Naif sanat, kaba sanat, ilkel sanat, yabancı sanat ve ham sanat olarak da bilinen Brut art, vizyoner bir bakış açısı veya gelenek tarafından engellenmemiş kaba olarak tarif edilen ve estetik kaygı gütmeyen sanatların tümüne denir.

1948 yılında Dubuffet geniş bir Brut Art sanat koleksiyonu toplayarak resmi üretimden uzak olan bu sanatı desteklemiştir. Üstelik Compagnie de l’Art Brut’u kurarak bu sanat akımının gelişmesini sağlamıştır.

Topladığı koleksiyonu şu an da İsviçre’nin Lozan kentindeki La Collection de l’Art Brut müzesinde sergilenmektedir.

İsviçre'nin Lozan kentindeki La Collection de l'Art Brut Müzesi
İsviçre’nin Lozan kentindeki La Collection de l’Art Brut Müzesi

Brut Art başlı başına ilkel ögeleri barındırdığından bireylerin kendini ifade etmesine olanak tanıdığı gibi sanat terapisi çeşidi olarak da kullanılabilir.

Bilhassa psikolojide bireyin çocukluğuna inerek travmalarını keşfedebilmesi bu sanat akımının özünü oluşturur.

Sanatın iyileştirici etkisi Brut Art akımı için oldukça önem arz eder. Nitekim kendi benliğinin bilinmeyenlerini keşfeden birey, bilinçaltının bilinçli bir tezahürüyle farkındalığını artırır. Bu süreç tıpta terapötik olarak adlandırılır.
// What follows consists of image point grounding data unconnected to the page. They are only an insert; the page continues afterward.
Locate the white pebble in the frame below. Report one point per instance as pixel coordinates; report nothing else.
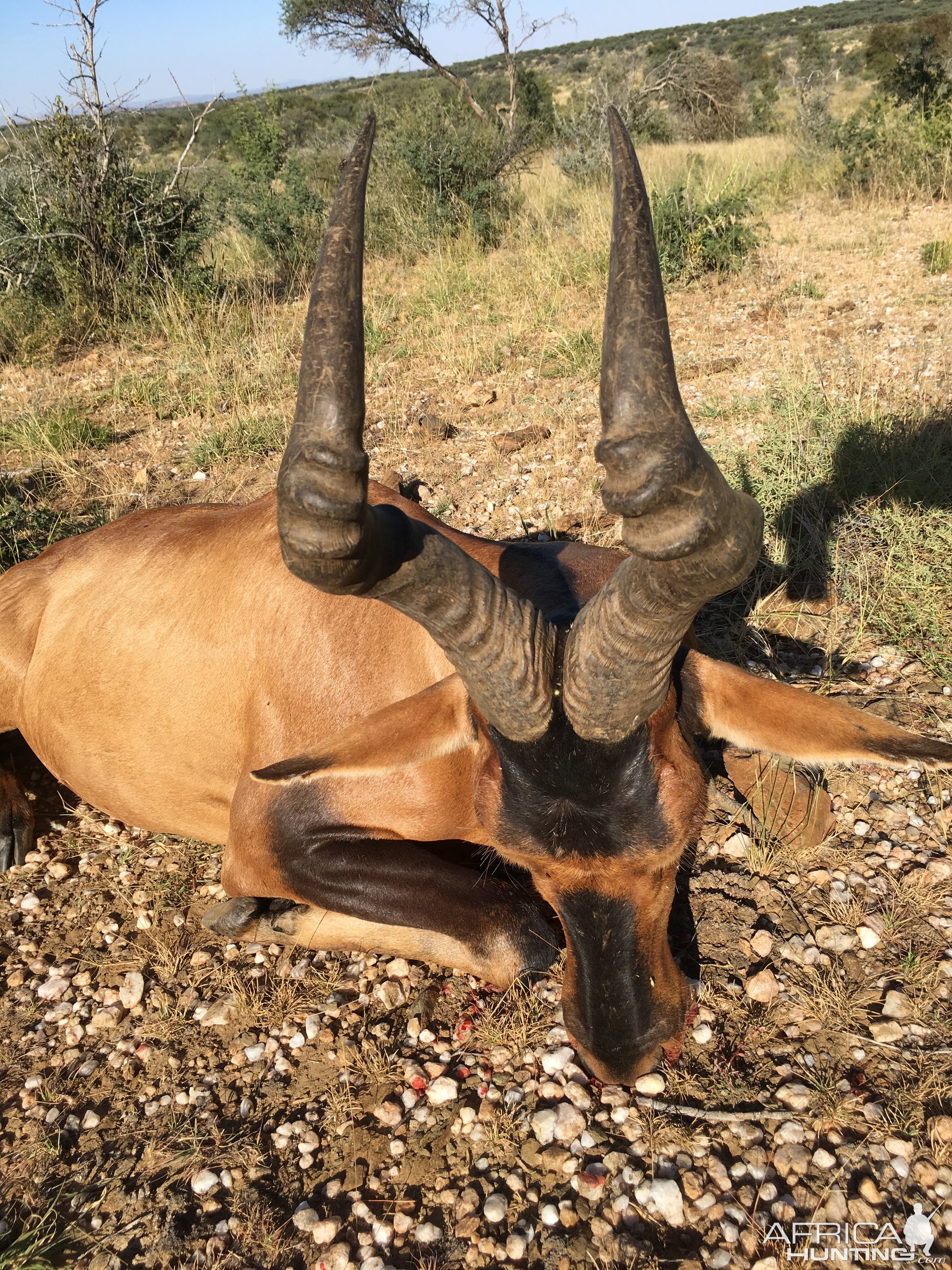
(442, 1090)
(544, 1126)
(53, 988)
(327, 1231)
(668, 1202)
(305, 1218)
(133, 988)
(516, 1248)
(555, 1060)
(204, 1181)
(496, 1208)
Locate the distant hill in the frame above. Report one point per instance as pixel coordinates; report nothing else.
(762, 50)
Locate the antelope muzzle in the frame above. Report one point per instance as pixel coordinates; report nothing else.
(624, 999)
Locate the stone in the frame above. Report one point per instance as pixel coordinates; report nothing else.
(305, 1218)
(516, 1248)
(887, 1033)
(496, 1208)
(762, 944)
(899, 1147)
(570, 1123)
(836, 939)
(836, 1206)
(737, 846)
(555, 1060)
(870, 1192)
(544, 1126)
(763, 987)
(897, 1006)
(204, 1181)
(791, 1131)
(719, 1175)
(220, 1014)
(133, 988)
(442, 1090)
(860, 1211)
(591, 1187)
(791, 1159)
(337, 1258)
(795, 1096)
(577, 1095)
(327, 1231)
(667, 1198)
(390, 994)
(53, 988)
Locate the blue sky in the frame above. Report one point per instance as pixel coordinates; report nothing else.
(207, 44)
Brut Art, bireyin duygu ve düşüncelerini geliştirme de fayda sağladığı bilimsel araştırmalar nezdinde kanıtlanmıştır.

Bir Sanat Terapisi Olarak Brut Art

Brut Art, sanat terapisinin çıktığı ilk dönemlerde Jean Dubuffet bu tekniğin psikiyatri kliniklerinde, psikoloji ve rehabilitasyon merkezlerinde psikolojik rahatsızlığı olan hastalarda uygulanabileceğini kanıtlamıştır.
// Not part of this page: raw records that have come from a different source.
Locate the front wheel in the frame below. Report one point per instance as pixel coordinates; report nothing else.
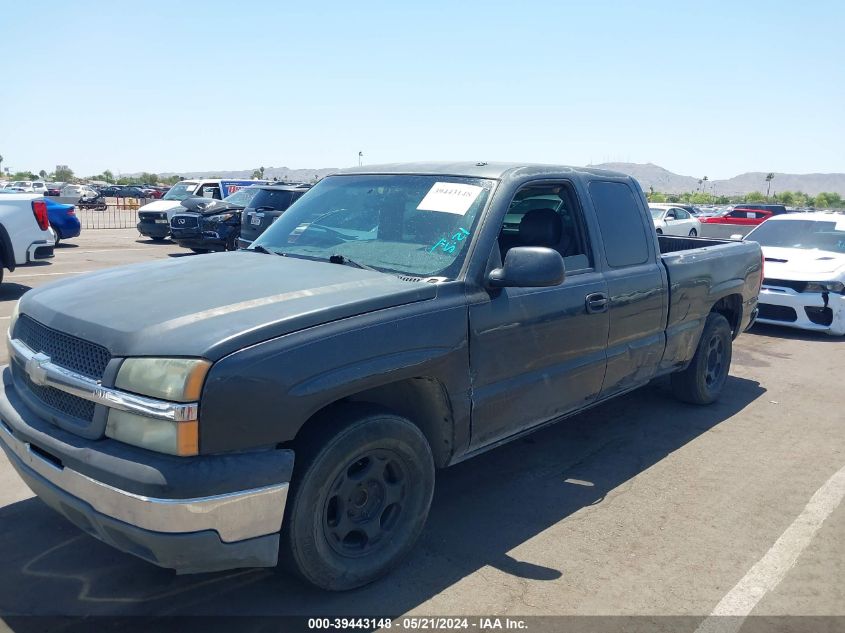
(702, 382)
(359, 499)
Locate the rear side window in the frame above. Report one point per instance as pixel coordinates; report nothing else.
(272, 198)
(621, 224)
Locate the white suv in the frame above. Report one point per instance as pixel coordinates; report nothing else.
(24, 230)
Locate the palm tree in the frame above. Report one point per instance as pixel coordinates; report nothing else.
(769, 177)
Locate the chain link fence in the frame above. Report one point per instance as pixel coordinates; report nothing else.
(119, 213)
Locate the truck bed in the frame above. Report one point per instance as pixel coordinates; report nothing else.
(674, 243)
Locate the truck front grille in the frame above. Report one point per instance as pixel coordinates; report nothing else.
(772, 312)
(151, 216)
(61, 402)
(76, 354)
(797, 286)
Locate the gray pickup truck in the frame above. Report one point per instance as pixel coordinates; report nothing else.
(291, 402)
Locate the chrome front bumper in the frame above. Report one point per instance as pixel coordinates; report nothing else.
(234, 516)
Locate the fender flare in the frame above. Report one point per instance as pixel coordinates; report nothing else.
(7, 252)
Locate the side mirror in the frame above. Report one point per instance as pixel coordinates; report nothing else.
(529, 267)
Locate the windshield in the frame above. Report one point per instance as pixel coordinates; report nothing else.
(412, 225)
(242, 197)
(278, 199)
(805, 234)
(180, 191)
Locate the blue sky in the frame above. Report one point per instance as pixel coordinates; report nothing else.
(706, 88)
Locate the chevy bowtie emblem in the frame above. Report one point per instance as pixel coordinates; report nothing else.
(36, 370)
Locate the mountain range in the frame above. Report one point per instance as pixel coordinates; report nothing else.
(648, 174)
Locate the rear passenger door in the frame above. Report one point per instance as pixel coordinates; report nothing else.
(636, 285)
(538, 353)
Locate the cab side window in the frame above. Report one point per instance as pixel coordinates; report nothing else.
(547, 215)
(211, 190)
(621, 223)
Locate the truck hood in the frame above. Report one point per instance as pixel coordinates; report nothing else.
(211, 305)
(162, 205)
(802, 265)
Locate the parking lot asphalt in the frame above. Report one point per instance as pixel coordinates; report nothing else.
(642, 506)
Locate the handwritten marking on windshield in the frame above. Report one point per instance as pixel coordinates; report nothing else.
(449, 246)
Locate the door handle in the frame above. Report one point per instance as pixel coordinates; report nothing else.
(596, 303)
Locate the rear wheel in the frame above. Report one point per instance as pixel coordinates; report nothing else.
(702, 382)
(359, 499)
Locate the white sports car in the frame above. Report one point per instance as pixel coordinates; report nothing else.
(804, 276)
(672, 220)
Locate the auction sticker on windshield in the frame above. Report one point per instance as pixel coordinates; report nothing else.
(450, 197)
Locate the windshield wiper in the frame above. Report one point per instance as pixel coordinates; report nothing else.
(261, 249)
(345, 261)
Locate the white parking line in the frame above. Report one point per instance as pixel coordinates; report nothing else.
(770, 570)
(75, 272)
(102, 250)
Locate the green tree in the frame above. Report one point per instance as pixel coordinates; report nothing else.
(769, 177)
(785, 197)
(834, 200)
(821, 201)
(63, 173)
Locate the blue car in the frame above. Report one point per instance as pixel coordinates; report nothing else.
(63, 220)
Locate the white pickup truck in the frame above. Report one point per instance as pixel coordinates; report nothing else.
(24, 230)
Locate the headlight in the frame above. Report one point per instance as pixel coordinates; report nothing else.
(163, 436)
(825, 286)
(174, 379)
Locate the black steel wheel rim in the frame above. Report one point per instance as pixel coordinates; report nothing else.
(365, 503)
(715, 361)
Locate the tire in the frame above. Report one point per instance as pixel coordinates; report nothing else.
(360, 496)
(702, 382)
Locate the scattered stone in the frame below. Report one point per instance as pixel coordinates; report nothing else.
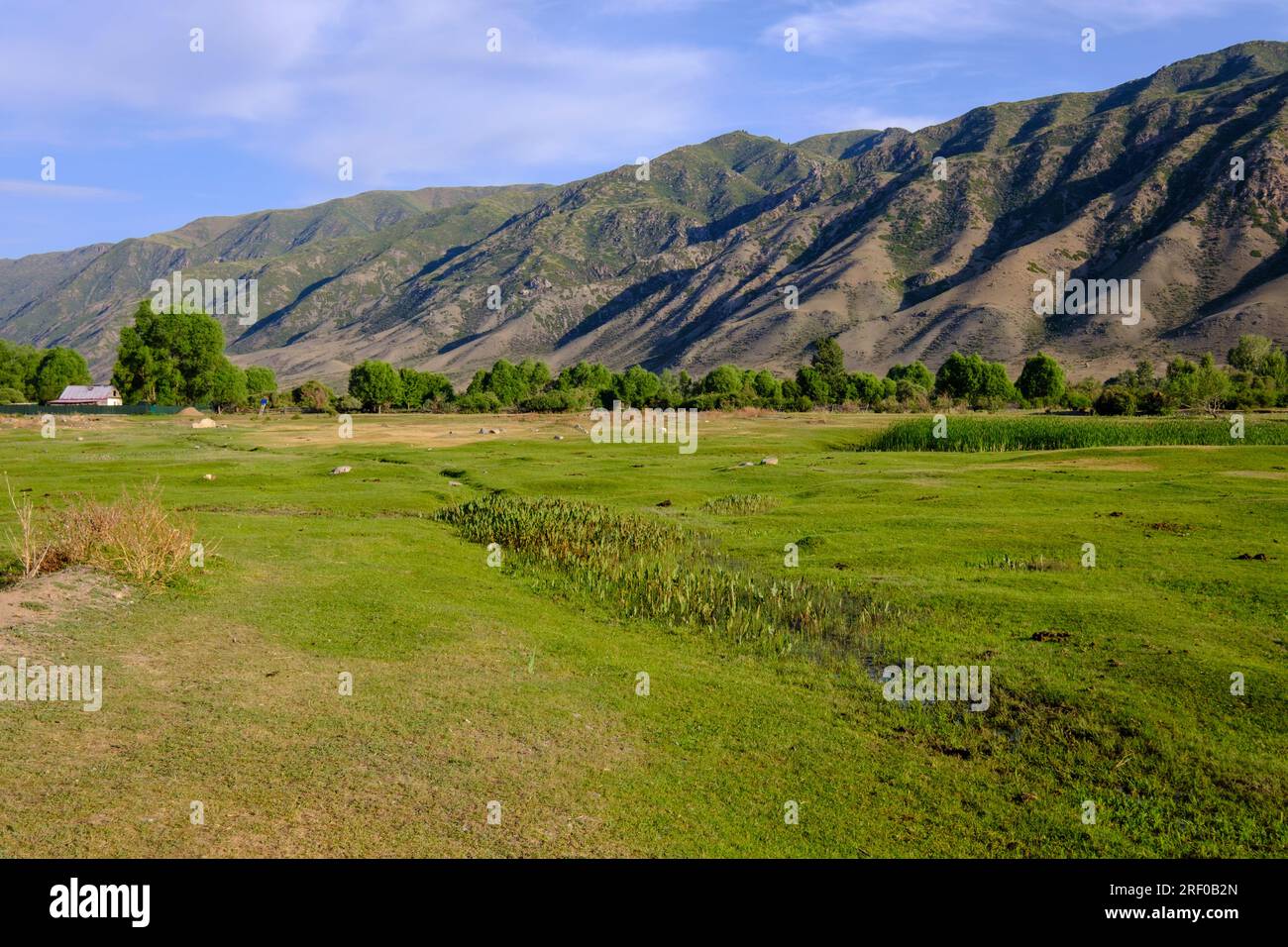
(1050, 635)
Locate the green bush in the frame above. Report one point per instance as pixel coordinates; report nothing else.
(1116, 399)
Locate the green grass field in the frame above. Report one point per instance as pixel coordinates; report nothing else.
(519, 684)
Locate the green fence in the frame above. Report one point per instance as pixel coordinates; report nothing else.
(97, 408)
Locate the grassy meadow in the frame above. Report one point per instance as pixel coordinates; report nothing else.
(520, 684)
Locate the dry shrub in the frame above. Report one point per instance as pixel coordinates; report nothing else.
(133, 536)
(33, 553)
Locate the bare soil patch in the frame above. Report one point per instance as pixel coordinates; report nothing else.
(54, 595)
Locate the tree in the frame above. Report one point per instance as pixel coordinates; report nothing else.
(1041, 379)
(18, 368)
(167, 359)
(312, 395)
(768, 388)
(227, 385)
(261, 382)
(867, 388)
(1116, 399)
(375, 384)
(726, 379)
(1211, 385)
(812, 385)
(636, 386)
(960, 376)
(915, 373)
(828, 361)
(56, 368)
(1250, 354)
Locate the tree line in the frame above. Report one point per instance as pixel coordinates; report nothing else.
(176, 359)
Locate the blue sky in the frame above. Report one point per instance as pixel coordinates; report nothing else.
(149, 134)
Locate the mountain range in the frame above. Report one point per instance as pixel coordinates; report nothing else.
(1177, 179)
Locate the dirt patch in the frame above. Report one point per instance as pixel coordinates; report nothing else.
(54, 595)
(1098, 464)
(1258, 474)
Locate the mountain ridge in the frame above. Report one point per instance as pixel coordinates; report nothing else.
(690, 266)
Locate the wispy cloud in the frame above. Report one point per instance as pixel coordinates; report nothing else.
(824, 26)
(402, 88)
(60, 192)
Bir sanatçı olarak Jean Dubuffet Brut Art ile bireyin bilinçaltı ve çocukluk dönemiyle bağlantı kurarak bireyin ilkel zihnini keşfetmesini teşvik eder.

Ayrıca çocukların çizdiği resimlere öykünerek bilinçli veya bilinçsiz resim uygulamalarıyla bireyin kendi benliğini dışa yansıtmasını sağlar.

Bu akımla sanatta yeni bir furya başlatan Dubuffet, birçok naif ressamı da etkileyerek bu akıma sanatsal perspektifte birçok eser kazandırmıştır.

Brut Art Tekniğiyle Yapılan Sanat Eserleri

Brut Art hareketi bireyin öznelliğine dem vurduğundan klasik üslubun kusursuz sanat anlayışını başlı başına reddeder.

Özellikle Dubuffet’in “güzel algısını yerle bir etmek” deyimi bu sanatın ana temasını oluşturduğundan marjinal diyebileceğimiz Brut Art eserler ortaya çıkmıştır.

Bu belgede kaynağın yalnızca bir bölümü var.